El debate sobre los impuestos podría ser sosegado y sensato porque todos los intereses son legítimos. Entiendo que el PP, y en general las fuerzas de la derecha política, defiendan los intereses de aquellos que quieren seguir ganando más y acumulando riqueza minimizando el trago de pasar por el fielato de la Hacienda. Es legítima la posición de las fuerzas de izquierdas que defienden los intereses de todos aquellos que viven exclusivamente de su trabajo y que pretenden que se refuercen los sistemas de protección social y que la aportación vía impuestos se haga de acuerdo a los niveles de riqueza de cada uno de los que contribuimos. Son legítimas, finalmente, las posiciones de aquellas fuerzas que defienden los intereses de determinados territorios o Comunidades Autónomas. La enorme ventaja de un sistema parlamentario y democrático es que establece los marcos de debate, discusión y conciliación necesarios de todas estas posiciones e intereses y del resultado de los debates saldrá algo muy cercano a lo más conveniente al interés general o, al menos, a la voluntad mayoritaria de los ciudadanos.
Pero debería haber espacio para el acuerdo. Sobre todo si tenemos en cuenta que el cambio de modelo económico no es un capricho del Gobierno de España ni una política voluntarista sino la inexcusable respuesta a una crisis que ha descubierto los límites evidentes del anterior modelo. De forma que incluso aquellos que únicamente aspiran a ganar más en el más corto período de tiempo, siendo éste el objetivo central de su actividad, pueden compartir la necesidad de avanzar hacia un nuevo modelo productivo sin el que será difícil mantener la competitividad de nuestra economía y empezará a ser irrelevante su preocupación por los impuestos en una economía con cada vez menos posibilidades de crecimiento y menos oportunidades de competir en el mundo global.

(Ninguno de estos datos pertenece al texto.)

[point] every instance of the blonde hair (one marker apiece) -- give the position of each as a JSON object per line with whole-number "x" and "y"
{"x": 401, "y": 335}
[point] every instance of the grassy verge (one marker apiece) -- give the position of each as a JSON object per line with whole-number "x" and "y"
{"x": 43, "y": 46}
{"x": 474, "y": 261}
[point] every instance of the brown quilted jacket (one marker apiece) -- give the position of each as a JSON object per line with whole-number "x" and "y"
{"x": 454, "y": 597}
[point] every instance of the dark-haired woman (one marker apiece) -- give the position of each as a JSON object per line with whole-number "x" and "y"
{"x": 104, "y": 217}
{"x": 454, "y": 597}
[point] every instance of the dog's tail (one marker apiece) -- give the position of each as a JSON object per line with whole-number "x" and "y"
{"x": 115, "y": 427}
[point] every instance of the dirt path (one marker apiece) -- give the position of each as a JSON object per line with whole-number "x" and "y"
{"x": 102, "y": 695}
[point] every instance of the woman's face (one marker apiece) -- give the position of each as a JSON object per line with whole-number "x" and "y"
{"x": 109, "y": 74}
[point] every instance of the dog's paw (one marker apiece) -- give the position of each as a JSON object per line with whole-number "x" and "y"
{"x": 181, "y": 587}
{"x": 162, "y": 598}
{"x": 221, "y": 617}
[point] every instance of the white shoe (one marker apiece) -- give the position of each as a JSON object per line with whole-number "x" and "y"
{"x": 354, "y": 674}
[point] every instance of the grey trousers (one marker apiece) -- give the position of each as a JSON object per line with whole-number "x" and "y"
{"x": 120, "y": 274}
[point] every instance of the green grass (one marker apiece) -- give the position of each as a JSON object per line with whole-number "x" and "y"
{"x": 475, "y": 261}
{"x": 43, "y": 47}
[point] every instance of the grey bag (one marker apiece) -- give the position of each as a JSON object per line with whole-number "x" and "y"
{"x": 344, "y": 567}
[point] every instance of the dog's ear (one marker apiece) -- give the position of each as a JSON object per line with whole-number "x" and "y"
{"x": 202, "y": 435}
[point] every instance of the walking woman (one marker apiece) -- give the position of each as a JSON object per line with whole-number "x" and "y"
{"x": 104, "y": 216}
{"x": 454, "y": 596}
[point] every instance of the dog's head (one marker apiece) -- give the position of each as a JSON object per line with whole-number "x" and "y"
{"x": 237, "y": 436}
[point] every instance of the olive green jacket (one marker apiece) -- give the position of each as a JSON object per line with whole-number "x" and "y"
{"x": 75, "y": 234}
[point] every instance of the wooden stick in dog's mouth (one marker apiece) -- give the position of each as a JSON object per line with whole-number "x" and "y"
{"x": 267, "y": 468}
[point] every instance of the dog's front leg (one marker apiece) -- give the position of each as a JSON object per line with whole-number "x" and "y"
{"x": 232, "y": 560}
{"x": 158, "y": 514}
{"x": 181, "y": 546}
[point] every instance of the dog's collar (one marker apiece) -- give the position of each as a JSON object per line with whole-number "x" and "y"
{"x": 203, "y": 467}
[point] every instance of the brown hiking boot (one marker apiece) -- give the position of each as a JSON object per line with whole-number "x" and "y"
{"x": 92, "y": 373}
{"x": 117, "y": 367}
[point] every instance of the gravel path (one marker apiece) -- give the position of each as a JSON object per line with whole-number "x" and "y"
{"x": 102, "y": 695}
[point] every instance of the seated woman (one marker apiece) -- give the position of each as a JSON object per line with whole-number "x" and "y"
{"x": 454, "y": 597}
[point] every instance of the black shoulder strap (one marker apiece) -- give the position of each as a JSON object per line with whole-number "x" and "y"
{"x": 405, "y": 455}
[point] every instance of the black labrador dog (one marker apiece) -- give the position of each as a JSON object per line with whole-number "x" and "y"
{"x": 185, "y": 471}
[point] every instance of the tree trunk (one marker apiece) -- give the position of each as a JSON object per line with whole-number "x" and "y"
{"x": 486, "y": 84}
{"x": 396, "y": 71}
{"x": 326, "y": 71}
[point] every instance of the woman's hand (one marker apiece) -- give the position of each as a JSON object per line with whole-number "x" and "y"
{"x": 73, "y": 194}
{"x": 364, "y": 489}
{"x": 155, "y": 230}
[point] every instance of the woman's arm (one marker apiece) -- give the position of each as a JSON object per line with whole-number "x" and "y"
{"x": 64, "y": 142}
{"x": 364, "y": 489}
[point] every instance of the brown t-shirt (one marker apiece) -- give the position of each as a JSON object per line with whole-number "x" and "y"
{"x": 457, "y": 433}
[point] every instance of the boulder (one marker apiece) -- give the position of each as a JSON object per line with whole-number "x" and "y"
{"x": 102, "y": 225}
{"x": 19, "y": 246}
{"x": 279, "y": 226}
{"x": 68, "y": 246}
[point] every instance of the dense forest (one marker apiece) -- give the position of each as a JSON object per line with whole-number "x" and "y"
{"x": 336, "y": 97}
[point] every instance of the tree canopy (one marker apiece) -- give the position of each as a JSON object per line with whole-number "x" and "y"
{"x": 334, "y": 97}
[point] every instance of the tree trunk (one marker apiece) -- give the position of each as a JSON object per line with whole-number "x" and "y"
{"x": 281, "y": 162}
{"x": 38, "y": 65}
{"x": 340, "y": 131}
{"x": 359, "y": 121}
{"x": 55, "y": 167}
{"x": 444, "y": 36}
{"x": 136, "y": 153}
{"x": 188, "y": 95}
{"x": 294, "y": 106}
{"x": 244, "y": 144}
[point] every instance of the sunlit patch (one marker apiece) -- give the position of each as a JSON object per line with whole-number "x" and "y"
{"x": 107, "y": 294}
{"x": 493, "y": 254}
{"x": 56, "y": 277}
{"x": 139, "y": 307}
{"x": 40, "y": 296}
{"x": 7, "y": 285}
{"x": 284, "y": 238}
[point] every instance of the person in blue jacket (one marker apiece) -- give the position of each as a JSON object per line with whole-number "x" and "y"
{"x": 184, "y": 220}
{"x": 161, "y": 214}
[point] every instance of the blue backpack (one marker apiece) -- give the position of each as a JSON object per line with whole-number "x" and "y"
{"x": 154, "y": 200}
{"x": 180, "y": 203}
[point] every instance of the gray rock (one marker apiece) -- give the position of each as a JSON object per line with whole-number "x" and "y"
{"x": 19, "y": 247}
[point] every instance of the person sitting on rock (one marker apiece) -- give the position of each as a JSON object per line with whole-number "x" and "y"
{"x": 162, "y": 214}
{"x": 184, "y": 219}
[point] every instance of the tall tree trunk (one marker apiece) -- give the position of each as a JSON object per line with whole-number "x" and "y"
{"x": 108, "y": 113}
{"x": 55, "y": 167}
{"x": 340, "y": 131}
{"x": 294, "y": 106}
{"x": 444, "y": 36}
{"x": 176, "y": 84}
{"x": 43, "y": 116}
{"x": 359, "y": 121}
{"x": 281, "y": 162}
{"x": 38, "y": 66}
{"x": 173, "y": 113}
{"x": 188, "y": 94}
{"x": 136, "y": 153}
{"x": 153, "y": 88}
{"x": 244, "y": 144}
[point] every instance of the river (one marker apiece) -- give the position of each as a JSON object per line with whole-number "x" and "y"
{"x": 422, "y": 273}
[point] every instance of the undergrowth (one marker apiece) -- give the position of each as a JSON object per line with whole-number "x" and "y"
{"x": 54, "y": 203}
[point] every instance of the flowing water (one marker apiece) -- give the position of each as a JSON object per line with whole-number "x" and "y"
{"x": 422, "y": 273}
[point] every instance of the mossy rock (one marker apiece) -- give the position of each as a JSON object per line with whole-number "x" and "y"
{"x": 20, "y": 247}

Lo que pretendo explicar es que lo importante es el objetivo final, aquello que el Gobierno está esforzándose por entrar a debatir. Y la reforma del sistema fiscal es sólo un instrumento que debe ajustarse al objetivo central de construir, entre todos y llegando a acuerdos, un nuevo modelo económico con visos de futuro y que permita una rápida recuperación.
En definitiva, lo que pretendo trasladar es mi perplejidad de haber asistido ayer en el Parlamento a un debate un tanto absurdo entre la nueva cocina de Zapatero y el viejo recetario de Reagan. Estoy dispuesto a discutir hasta que grado el Gobierno de Zapatero utiliza la experimentación y la innovación en la preparación del menú de salida de la crisis. A cambio ¿es mucho pedir que la derecha española deje a un lado las viejas recetas reaganianas y se atreva a proponer algo con sabores de este siglo?